Even if you managed to stage a Valentine’s date with all of the bells and whistles, on Feb. 15 you come face-to-face with The Void — the romance-less aftermath of dating’s ground zero.
The Void is where you get stuck either trying to resurrect the romance following a Valentine’s Day collapse or where you’re wondering how you can top the romantic high of a successful Valentine’s date — or build some momentum to keep the romance going.
So how can we stay romantic after Valentine’s day?
The answer may be simpler than you think. Every person and every relationship is unique, but here is some grounded post-Valentine’s Day advice to breathe some life and romance into your relationship during the post-Valentine’s day doldrums.
Why try to reinvent the wheel when it’s the wheel that brought you to where you are today? Social media loves #Throwback Thursday, so why not take her on a throwback date?
Recreate your first date or revisit a favorite staple of your early dating days. Valentine’s Day celebrates your relationship as is, in the present, so taking her on a throwback date is by nature an older, deeper and above all different kind of romance.
Taking a trip down memory lane may be the path less traveled, but it will bring you both closer to each other through what brought you together in the first place.
Get away. I don’t mean get away from your routine or your house. I mean get away from Valentine’s Day. Whether it was a disaster or a success, get away from it.
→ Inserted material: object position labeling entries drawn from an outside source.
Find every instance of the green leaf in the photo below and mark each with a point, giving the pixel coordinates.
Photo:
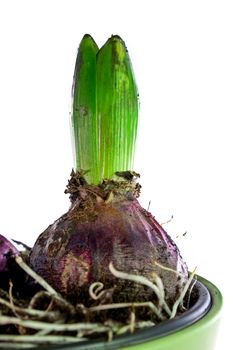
(117, 108)
(84, 117)
(105, 109)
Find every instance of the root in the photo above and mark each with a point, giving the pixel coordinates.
(48, 318)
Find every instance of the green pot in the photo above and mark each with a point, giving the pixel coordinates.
(195, 329)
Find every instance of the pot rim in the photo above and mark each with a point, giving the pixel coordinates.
(208, 295)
If your Valentine’s Day was chocolate and roses, Hallmark Cards and candles or (my favorite) pizza and a movie, find a change of pace. Take her on a date that brings zero recollections of Valentine’s Day.
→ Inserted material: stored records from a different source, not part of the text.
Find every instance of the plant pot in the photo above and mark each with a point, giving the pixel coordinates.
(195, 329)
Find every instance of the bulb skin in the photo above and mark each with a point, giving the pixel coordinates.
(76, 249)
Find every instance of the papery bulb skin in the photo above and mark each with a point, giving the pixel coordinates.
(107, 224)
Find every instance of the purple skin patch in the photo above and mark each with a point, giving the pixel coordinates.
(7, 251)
Get out into nature, go on a double date, visit the family — find something that is free from the ghost of Valentine’s past. Create a new brand of romance for your relationship.
“If you want to kindle the romantic
fire, you need to prioritize her.”
The reputation of the world’s most notorious date night is one of grand gestures, opulent hors d’oeuvres and decadent dinners. How about going back to the basics?
Find the little things that make her happy and appreciate having you around: do the dishes, restock her favorite on-the-go snack, bring her lunch (notice the food-related theme?)
Sometimes the small gestures can spin out spontaneous romance far better than an over-planned and over-wrought dinner date.
It’s a simple truth. If you want to kindle the romantic fire after Valentine’s Day, you need to prioritize her. The more you put into your relationship, the happier both of you will be.
Relationships have a reflective nature where the unhappier or happier one person is, the more it will reflect on their partner and other aspects of life.
If you want the romance, the satisfaction and the joy after Valentine’s Day, put her first. You will both reap the rewards with renewed wonder and romance.